I’m behind in a roundup of important signs and signals of the crisis engulfing our colleges and universities right now, but there’s one story out this week that deserves flagging for immediate attention:
A college education is still considered a pathway to higher lifetime earnings and gainful employment for Americans. Nevertheless, two-thirds of employees report having regrets when it comes to their advanced degrees, according to a PayScale survey of 248,000 respondents this past spring that was released Tuesday.
The story emphasizes student loan debt as the primary driver of this regret. But the story arguably “buries the lede,” which you find when you delve deeper into the survey results:
Most satisfied: Those with science, technology, engineering and math majors, who are typically more likely to enjoy higher salaries, reported more satisfaction with their college degrees. About 42% of engineering grads and 35% of computer science grads said they had no regrets.
Most regrets: Humanities majors, who are least likely to earn higher pay post-graduation, were most likely to regret their college education. About 75% of humanities majors said they regretted their college education. About 73% of graduates who studied social sciences, physical and life sciences, and art also said the same.

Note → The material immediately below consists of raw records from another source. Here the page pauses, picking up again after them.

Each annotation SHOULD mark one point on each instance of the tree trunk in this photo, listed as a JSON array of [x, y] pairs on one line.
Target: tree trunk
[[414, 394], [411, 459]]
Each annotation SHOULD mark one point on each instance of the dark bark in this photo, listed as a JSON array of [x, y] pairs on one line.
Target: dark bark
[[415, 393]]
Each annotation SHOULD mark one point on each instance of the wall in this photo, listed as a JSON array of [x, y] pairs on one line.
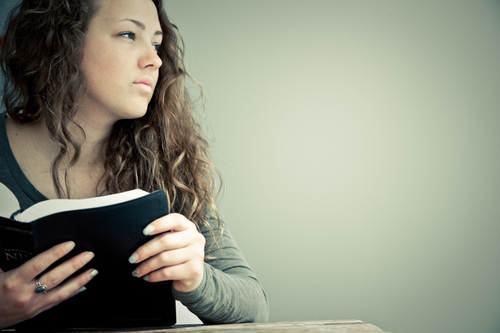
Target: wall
[[360, 145]]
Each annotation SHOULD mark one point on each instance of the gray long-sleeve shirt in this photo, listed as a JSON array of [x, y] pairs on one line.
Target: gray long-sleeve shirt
[[229, 292]]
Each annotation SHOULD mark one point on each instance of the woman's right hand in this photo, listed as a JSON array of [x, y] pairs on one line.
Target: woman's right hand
[[18, 300]]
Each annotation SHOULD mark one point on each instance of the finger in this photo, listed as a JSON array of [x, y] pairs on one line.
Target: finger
[[64, 270], [36, 265], [68, 289], [174, 222], [163, 259]]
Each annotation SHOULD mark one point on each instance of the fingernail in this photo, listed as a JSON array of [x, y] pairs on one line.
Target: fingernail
[[68, 246], [132, 259], [88, 256], [148, 230]]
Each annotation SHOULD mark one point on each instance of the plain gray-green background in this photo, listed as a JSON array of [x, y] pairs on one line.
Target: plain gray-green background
[[360, 146]]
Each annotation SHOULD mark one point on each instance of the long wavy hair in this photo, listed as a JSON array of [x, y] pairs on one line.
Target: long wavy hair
[[165, 149]]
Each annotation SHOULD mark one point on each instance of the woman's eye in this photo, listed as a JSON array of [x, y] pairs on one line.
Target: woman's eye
[[129, 35]]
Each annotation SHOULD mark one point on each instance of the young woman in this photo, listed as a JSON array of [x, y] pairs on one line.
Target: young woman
[[96, 104]]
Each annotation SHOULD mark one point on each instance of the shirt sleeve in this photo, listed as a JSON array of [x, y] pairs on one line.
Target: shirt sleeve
[[230, 291]]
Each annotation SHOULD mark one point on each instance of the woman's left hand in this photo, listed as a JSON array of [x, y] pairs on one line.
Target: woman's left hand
[[175, 254]]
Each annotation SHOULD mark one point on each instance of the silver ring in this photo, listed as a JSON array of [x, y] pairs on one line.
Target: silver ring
[[40, 288]]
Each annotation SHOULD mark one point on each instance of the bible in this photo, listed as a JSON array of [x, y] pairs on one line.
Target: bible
[[111, 227]]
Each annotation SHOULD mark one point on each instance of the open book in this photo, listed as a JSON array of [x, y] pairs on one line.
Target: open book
[[111, 227]]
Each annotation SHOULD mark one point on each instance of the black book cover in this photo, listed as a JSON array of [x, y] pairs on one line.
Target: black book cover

I’ve thought for a long time that even the most dense radical professor in the humanities and social sciences would understand that the administrative bloat—especially of the “office of diversity and inclusion” that is now mandatory in every college—is partly responsible for the soaring cost of higher ed, which in turn depresses student interest in taking their courses. But even self-interest can’t penetrate the herd mentality of the campus left. Maybe as more colleges shut their doors (inevitable over the next 10 years) they’ll start to figure it out.
Yes, of course, it might help if so many humanities courses weren’t teaching complete crap, but that’s subject for another day. And this all fits in with my theme that major universities are slowly undergoing a de facto divorce, with the STEM fields and economics cutting themselves loose from the humanities and social sciences into, in effect, two universities—one which will thrive, and the other slowly withering and dying.